The same type of scam can be carried out by phone, in which case it’s called “vishing.” For example, you may get a call from someone claiming to be one of your utility companies. And maybe they’re saying they need to do routine confirmations of your personal info to keep your service active. So they ask you for your Social Security number, the info of the bank account connected to your utility account to pay the bill each month, etc. And just like that, they now have enough info about you to do a lot of ID and financial damage.

Phishing and vishing scams are increasingly common and, frankly, sometimes very convincing. But there are some tips and best practices to help you spot and avoid them.

Here is a list from the Federal Trade Commission of how to spot phishing e-mails.

And here is an article from AARP discussing how to spot a phone scam.

While there is no surefire way to ensure you never fall victim to a phishing or vishing scam, you can greatly reduce the chance of becoming a victim by staying as educated as possible on the warning signs.

And if something doesn’t sound or feel right, it probably isn’t!


Be mindful of protecting physical information and items

Thus far, everything I’ve shared has been about digital and online security. Don’t forget about good old fashioned physical security!

For example, for any sensitive information you have at home (e.g. Social Security cards, birth certificates, marriage certificates, etc.) keep them in a locked safe.

Whenever out in your car or any other form of transit, never leave expensive items or items containing sensitive info (e.g. laptop) out in the open where others can easily see and steal them.

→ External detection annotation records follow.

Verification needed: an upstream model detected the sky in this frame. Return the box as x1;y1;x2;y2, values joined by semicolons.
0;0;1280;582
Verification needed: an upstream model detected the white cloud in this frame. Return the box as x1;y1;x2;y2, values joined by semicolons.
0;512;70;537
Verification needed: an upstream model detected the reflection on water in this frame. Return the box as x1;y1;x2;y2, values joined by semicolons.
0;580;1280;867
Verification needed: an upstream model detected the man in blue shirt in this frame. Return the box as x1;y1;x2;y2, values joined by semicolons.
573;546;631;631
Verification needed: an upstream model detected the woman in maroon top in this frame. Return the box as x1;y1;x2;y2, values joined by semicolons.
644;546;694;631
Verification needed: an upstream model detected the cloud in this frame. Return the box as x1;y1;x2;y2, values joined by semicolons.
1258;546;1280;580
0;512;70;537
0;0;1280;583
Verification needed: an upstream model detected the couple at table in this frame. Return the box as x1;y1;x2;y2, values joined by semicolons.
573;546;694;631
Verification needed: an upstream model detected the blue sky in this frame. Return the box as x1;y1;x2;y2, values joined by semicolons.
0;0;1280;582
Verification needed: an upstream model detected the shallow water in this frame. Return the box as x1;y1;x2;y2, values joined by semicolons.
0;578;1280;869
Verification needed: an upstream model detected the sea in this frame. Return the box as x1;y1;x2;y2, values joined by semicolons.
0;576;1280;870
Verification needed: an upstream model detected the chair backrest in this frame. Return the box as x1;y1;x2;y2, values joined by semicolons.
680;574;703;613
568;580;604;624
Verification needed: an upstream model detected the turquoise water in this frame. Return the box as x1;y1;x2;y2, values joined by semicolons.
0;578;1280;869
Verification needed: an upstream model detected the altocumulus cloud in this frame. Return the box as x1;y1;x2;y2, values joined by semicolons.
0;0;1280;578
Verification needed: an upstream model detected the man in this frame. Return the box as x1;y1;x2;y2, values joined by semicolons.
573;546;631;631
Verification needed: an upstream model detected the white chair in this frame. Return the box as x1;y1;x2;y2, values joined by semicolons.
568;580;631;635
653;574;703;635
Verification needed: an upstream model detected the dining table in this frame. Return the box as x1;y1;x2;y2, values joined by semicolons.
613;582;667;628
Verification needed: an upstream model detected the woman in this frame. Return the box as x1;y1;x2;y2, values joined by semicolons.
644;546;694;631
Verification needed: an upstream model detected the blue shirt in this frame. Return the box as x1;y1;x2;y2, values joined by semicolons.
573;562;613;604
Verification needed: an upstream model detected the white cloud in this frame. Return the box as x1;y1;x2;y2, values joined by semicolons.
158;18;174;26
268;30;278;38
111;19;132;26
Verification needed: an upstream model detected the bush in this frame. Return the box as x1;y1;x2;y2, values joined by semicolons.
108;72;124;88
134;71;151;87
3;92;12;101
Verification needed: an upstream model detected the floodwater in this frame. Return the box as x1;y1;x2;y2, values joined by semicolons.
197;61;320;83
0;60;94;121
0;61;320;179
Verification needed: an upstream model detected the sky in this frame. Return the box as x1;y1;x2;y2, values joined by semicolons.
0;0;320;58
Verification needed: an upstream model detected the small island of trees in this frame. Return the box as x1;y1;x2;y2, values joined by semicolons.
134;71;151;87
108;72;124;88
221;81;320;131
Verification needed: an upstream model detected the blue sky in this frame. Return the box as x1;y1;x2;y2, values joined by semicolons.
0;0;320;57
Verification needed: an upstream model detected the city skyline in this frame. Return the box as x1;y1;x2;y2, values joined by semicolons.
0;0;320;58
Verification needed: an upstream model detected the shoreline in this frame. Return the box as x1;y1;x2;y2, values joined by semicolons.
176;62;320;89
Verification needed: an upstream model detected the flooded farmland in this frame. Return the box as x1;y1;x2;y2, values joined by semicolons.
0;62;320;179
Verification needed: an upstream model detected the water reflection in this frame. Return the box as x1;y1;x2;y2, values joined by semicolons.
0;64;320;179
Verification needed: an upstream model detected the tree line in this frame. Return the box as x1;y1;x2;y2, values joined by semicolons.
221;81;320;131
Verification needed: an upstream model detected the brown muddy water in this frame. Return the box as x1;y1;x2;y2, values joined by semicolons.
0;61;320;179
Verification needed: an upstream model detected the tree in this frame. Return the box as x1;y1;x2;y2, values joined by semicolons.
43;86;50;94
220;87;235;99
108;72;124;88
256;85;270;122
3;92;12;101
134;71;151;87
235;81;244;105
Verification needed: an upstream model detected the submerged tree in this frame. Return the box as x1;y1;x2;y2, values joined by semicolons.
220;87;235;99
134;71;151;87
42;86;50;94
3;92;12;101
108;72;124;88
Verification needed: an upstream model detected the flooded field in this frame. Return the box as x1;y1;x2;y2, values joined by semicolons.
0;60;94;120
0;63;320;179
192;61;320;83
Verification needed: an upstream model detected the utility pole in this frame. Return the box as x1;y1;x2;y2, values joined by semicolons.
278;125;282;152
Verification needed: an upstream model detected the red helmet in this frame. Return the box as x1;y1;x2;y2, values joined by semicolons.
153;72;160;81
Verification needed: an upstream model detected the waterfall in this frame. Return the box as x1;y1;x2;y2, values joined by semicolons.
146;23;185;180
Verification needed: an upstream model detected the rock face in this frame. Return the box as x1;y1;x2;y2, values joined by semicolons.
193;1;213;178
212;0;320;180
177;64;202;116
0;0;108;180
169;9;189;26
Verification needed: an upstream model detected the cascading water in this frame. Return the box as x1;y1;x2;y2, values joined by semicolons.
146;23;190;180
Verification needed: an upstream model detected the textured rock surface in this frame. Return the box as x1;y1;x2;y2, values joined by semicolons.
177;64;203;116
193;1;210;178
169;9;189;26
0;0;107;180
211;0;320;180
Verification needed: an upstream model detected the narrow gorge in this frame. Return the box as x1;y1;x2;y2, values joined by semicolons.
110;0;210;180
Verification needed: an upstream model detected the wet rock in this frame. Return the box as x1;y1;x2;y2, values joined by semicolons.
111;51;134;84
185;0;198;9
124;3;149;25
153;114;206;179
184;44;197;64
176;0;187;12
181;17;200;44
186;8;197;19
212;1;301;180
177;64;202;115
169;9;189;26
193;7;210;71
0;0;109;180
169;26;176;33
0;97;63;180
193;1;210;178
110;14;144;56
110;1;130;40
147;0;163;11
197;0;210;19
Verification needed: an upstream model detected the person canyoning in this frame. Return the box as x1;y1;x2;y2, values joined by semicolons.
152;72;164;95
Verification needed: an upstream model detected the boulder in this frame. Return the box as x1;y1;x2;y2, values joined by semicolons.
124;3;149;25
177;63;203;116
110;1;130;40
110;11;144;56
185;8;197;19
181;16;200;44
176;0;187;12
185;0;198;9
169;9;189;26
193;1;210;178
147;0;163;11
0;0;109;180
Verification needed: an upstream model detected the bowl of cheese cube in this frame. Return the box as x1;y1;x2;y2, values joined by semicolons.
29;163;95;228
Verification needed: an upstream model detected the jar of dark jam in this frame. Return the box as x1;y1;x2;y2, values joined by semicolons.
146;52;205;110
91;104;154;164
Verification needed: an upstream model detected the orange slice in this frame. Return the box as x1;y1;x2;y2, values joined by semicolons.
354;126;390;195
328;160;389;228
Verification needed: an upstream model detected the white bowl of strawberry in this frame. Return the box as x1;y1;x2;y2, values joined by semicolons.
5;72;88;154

Whenever you’re out in public using an electronic device and you have sensitive information up on the screen, be careful to not be positioned so that others can see what you’re looking at. For example, if you’re in a coffee shop on your laptop, make sure no one is looking over your shoulder at your screen.

For all electronic devices, make sure they are set up to have the screen lock after a certain amount of idle time, so that you have to enter a password to unlock the screen. If you ever mistakenly leave a device behind somewhere, or someone breaks into your house and takes your computer or phone, you don’t want them to be able to simply turn on the device and easily access whatever is on it.


Well, that’s it. I hope you found this list helpful. Like I mentioned before, I know I’m not a privacy or data security expert. But having been in the financial services industry for 25 years, and having tried to pay attention to personal best practices in keeping information safe, I’ve gathered what I think is a decent level of knowledge about this stuff. But I’m sure there are some other things and nuances that I missed. Regardless, this list should hopefully cover the major things to do or at least give thought to. Be safe out there!